Mas como caminhar bem até o topo da montanha? Muitos fatores pesam, mas três são bem importantes: a genética, os hábitos de vida e os projetos pessoais. Como um bom exemplo, Flávio cita o caso de um paciente registrado em um livro científico de referência em geriatria. "Quando jovem, esse paciente cuidava de todas as colinas do entorno da sua propriedade rural, até mesmo do espaço dos vizinhos", diz o médico. Quando ficou mais velho, as dores na articulação o fizeram reduzir o ritmo. À medida que o tempo passou, ele começou a cuidar do pomar, depois das plantas no entorno da casa. A caminho dos 100 anos, seu interesse em fazer o que gostava não diminuiu e ele passou a cuidar da jardineira da sua janela. "Precisamos olhar para algo que gostamos muito e ter interesse em todas as etapas da vida", diz. "O prazer no trabalho é fundamental para envelhecer bem. Os mais velhos também devem ser incentivados a ter esse objetivo".
"Ter interesses e gostar do que se faz é fundamental para o envelhecimento saudável"
Flávio Cançado,
médico geriatra
ACOMPANHAMENTO COMPLETO
Depois de transferir os cuidados integrais ao seu ginecologista, ao completar 50 anos a terapeuta corporal Raquel Negri estava em busca de um clínico.

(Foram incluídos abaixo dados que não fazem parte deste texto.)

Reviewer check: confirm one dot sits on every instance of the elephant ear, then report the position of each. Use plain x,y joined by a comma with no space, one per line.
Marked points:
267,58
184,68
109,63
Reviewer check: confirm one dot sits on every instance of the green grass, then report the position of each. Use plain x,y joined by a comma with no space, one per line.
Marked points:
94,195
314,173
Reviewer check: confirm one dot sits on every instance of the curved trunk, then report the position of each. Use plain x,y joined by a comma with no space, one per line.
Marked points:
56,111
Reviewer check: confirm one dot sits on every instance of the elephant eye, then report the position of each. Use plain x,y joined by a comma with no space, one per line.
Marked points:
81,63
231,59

Queria um especialista que pudesse acompanhá-la de forma completa, em vez de consultar diversos especialistas. Encontrou o geriatra. "A consulta me surpreendeu de forma positiva. Apesar de ser um médico de convênio, eu não senti pressa. A consulta durou o tempo que era necessário", diz. Segundo ela, a conversa é sempre longa. "Além dos aspectos físicos, durante as consultas falo da minha relação com os meus filhos, do meu sono, das coisas que gosto de fazer..." Com esse acompanhamento mais próximo, Raquel descobriu que precisava fazer a reposição de algumas vitaminas, como a B12 e a D. Em conjunto com o seu ginecologista, foi orientada também sobre reposição hormonal. "Apesar de ser professora de ioga, depois que passei a frequentar o geriatra estou pegando mais pesado com a atividade física."

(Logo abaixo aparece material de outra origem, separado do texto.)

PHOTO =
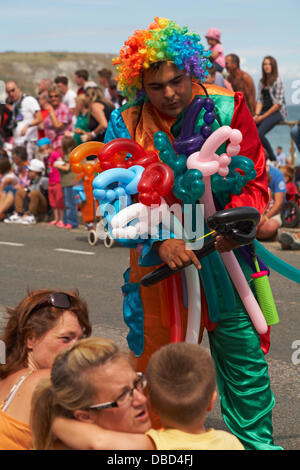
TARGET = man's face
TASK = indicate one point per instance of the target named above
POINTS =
(13, 92)
(168, 88)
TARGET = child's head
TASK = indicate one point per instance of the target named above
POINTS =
(181, 382)
(213, 36)
(68, 144)
(35, 168)
(288, 173)
(44, 146)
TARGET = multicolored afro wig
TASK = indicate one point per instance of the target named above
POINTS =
(164, 40)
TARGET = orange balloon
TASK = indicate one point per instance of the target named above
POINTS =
(85, 150)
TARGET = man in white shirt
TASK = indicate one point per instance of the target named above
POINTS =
(25, 118)
(69, 96)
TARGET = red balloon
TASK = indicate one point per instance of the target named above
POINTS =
(156, 182)
(113, 155)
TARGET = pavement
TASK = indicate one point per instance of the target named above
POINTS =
(40, 256)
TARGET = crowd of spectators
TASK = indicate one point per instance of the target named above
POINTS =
(37, 135)
(66, 118)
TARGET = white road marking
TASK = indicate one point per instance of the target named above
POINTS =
(11, 244)
(78, 252)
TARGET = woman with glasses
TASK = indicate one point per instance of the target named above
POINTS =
(43, 324)
(92, 382)
(59, 119)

Como Raquel, a servidora pública aposentada Dayse Moreno procurou pelo especialista ao romper a barreira dos 50. No consultório do geriatra, ela, que está com 53, descobriu pontos importantes para sua saúde. "Eu passei por um reequilíbrio orgânico que me ajudou muito", diz. "Fazia atividade física e não conseguia emagrecer", lembra. Dayse conta que passou a ter mais consciência corporal e a fazer reposição de algumas vitaminas e minerais. O geriatra a ajudou a compreender melhor a reposição hormonal. "Esse era um tema sobre o qual eu tinha resistência, mas já vejo de uma forma bem mais tranquila", afirma. "Minha meta é chegar aos 90 com disposição para todas as coisas que gosto de fazer".
Se a intenção é prolongar o envelhecimento produtivo, saudável e independente até bem longe, como deseja Dayse Moreno, o ideal é levar a sério recomendações como prática de atividade física, alimentação equilibrada e atividade intelectual. Essas orientações valem muito, mas é bom não esquecer: "A afetividade da família, a capacidade para ter amigos e ter prazer em atividades diárias estão relacionados com a longevidade ativa", diz Flávio Cançado.